Population-average mediation analysis for zero-inflated count outcomes
Andrew Sims, D. Leann Long, Hemant K. Tiwari, Jinhong Cui, Dustin M., Long, Todd M. Brown, Melissa J. Smith, and Emily B. Levitan

TL;DR
This paper introduces a new population-average mediation analysis method for zero-inflated count data, addressing computational and interpretability issues of existing approaches, and demonstrates its effectiveness through simulations and real data application.
Contribution
The paper develops a novel mediation methodology using the marginalized zero-inflated Poisson model and counterfactual approach, enabling rapid variance estimation and handling exposure-mediator interactions.
Findings
Proposed method reduces bias and computation time.
Method allows straightforward interpretation of mediation effects.

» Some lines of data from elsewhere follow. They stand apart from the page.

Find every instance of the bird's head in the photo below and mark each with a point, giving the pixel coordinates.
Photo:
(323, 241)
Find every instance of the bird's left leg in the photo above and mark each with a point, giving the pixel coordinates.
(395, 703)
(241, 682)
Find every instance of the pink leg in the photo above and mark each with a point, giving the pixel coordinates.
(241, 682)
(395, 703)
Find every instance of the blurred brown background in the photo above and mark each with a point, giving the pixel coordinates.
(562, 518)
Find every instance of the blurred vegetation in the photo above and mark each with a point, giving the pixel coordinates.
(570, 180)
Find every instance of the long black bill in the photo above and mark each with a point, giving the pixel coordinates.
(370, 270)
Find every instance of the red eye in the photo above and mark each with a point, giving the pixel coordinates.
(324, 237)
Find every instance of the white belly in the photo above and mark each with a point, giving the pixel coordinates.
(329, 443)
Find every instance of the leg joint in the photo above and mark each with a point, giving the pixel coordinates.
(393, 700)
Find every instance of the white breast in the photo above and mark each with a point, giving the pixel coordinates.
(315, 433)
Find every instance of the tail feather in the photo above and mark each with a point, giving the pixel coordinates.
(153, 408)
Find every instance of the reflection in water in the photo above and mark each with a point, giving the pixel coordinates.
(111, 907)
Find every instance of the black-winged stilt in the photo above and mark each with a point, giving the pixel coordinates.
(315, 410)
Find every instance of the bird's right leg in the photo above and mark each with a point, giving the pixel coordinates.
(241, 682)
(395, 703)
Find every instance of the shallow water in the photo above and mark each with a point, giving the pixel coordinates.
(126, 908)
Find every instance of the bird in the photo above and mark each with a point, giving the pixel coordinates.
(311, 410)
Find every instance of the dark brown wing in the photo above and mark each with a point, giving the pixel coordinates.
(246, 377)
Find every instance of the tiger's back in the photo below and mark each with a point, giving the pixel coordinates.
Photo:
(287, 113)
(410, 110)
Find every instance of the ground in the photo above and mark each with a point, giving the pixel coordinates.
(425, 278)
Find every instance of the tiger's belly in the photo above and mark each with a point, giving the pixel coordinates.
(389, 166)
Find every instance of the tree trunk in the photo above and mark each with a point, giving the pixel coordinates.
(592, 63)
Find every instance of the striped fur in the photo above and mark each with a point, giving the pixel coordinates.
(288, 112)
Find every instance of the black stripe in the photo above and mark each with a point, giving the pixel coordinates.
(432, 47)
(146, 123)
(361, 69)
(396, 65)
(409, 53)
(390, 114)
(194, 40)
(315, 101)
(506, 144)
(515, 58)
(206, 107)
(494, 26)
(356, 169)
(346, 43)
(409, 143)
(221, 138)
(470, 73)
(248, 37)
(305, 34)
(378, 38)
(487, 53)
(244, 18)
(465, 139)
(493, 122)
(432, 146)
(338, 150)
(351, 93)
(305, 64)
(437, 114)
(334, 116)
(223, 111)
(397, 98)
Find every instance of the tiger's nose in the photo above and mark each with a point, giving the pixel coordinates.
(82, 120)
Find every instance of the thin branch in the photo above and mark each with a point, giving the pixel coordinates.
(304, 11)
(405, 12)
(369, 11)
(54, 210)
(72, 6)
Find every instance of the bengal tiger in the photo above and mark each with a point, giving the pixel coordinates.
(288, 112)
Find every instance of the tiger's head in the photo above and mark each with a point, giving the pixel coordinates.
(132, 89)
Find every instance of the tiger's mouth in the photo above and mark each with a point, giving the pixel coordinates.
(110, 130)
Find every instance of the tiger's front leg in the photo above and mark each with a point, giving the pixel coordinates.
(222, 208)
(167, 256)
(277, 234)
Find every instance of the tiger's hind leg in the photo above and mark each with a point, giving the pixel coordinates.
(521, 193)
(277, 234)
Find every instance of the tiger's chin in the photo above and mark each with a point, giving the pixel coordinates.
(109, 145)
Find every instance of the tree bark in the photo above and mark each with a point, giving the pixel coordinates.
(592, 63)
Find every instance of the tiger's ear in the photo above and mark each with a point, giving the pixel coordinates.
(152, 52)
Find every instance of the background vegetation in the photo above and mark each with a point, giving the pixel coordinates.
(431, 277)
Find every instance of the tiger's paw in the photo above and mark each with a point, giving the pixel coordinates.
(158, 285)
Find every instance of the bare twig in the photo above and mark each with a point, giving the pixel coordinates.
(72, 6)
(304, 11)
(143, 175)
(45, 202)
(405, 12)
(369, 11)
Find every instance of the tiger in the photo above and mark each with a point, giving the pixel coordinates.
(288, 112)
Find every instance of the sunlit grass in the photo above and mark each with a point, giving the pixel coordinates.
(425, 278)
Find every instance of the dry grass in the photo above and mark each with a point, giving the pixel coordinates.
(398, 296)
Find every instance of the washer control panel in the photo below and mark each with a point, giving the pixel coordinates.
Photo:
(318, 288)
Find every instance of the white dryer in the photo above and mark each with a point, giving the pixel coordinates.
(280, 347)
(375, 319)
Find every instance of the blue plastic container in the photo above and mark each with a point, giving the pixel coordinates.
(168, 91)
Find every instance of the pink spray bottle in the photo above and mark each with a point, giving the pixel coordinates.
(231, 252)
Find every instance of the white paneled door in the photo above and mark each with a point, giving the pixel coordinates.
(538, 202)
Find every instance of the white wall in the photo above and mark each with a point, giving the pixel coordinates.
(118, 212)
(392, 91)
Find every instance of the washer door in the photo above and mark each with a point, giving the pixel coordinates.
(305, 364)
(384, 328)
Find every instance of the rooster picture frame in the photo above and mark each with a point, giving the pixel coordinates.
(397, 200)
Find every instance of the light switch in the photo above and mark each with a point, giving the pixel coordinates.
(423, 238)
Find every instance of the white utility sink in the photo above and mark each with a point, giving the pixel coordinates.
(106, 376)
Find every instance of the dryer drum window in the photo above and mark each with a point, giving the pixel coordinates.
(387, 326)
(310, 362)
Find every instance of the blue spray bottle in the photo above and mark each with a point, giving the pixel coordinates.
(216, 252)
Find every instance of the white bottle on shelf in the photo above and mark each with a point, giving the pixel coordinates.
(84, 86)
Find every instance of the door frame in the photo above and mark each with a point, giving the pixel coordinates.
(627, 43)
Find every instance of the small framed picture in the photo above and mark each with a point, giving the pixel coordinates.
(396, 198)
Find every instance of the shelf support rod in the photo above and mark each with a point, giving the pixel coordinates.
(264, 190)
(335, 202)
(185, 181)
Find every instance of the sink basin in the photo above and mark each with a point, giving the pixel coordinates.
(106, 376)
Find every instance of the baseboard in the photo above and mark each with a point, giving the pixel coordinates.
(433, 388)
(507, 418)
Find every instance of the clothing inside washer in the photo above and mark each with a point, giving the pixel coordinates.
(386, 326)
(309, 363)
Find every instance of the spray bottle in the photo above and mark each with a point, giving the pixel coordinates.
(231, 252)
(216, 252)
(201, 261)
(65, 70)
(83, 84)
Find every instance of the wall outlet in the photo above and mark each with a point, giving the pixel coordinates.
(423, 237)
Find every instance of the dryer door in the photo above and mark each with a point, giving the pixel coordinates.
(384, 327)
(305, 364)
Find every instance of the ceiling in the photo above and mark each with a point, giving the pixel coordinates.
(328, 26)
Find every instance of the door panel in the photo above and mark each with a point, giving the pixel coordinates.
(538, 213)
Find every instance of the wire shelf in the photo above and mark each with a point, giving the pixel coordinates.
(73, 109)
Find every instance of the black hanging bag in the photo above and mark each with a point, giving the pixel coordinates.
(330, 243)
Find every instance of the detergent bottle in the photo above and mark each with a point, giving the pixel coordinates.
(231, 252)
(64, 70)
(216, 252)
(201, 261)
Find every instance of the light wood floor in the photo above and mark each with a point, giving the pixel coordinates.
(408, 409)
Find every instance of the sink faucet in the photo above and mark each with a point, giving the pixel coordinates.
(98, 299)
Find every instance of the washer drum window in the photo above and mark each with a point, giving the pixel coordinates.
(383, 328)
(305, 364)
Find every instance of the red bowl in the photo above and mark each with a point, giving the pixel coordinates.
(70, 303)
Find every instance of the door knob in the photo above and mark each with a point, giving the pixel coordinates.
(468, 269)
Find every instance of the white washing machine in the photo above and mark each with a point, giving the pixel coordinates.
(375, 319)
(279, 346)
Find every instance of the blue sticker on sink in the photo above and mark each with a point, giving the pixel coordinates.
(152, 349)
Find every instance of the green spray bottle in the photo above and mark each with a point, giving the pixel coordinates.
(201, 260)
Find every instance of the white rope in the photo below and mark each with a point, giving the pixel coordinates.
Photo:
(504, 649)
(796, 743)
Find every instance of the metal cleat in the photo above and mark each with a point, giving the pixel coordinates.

Simulation studies show improved performance over existing methods.
Abstract
Mediation analysis is an increasingly popular statistical method for explaining causal pathways to inform intervention. While methods have increased, there is still a dearth of robust mediation methods for count outcomes with excess zeroes. Current mediation methods addressing this issue are computationally intensive, biased, or challenging to interpret. To overcome these limitations, we propose a new mediation methodology for zero-inflated count outcomes using the marginalized zero-inflated Poisson (MZIP) model and the counterfactual approach to mediation. This novel work gives population-average mediation effects whose variance can be estimated rapidly via delta method. This methodology is extended to cases with exposure-mediator interactions. We apply this novel methodology to explore if diabetes diagnosis can explain BMI differences in healthcare utilization and test model…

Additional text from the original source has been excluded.